A beautiful illustrated poster that is a tribute to a beloved father that has passed away, with the words Pater Noster Quiesin Coelis (May Our Father Rest In Heaven) at the top and at the bottom the words Notre Pere Qui Etes Aux Cieux (Our Father Who Art In Heaven) that cite the beginning of he Lords prayer.
The top words are surrounded by a representation of the Star of David in the inner layer with a ring around it and a large like representation that also has open pomegranates at each point.
Below the words is another word in Hebrew that is placed in triangle with a fiery appearance, below that a woman grasping a sphere of sorts that has radiant orange, red and white wings; that may represent and angel.
Finally the rest of the illustration has flowing curves that also connect to the Star of David structure giving it a metal frame look with a multitude of starts filling every background space.
This is a remastered digital art old masters reproduction of a public domain image that is available for purchase online as a rolled canvas print.
Info Below From Wikipedia.org
Alfons Maria Mucha July 24, 1860 – July 14, 1939), was known internationally as Alphonse Mucha.
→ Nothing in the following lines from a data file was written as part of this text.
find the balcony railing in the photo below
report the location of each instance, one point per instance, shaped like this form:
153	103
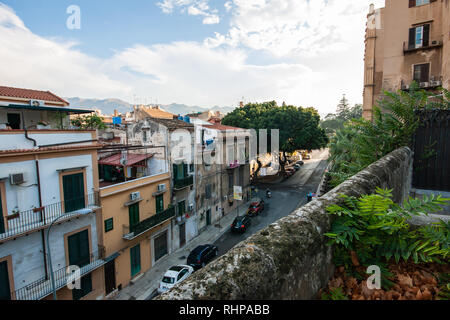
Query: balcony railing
43	287
434	82
145	225
38	218
183	183
411	47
He was a prominent Czech painter, illustrator and graphic artist, living in Paris during the Art Nouveau period, and is best known for his distinctly stylized and decorative theatrical posters, particularly those of Sarah Bernhardt.
He produced illustrations, advertisements, decorative panels, and designs, which became among the best-known images of the period.
In the second part of his career, at the age of 43, he returned to his homeland of Bohemia-Moravia region in Austria and devoted himself to painting a series of twenty monumental canvases known as The Slav Epic, depicting the history of all the Slavic peoples of the world, which he painted between 1912 and 1926.
In 1928, on the 10th anniversary of the independence of Czechoslovakia, he presented the series to the Czech nation. He considered it his most important work. It is now on display in Prague.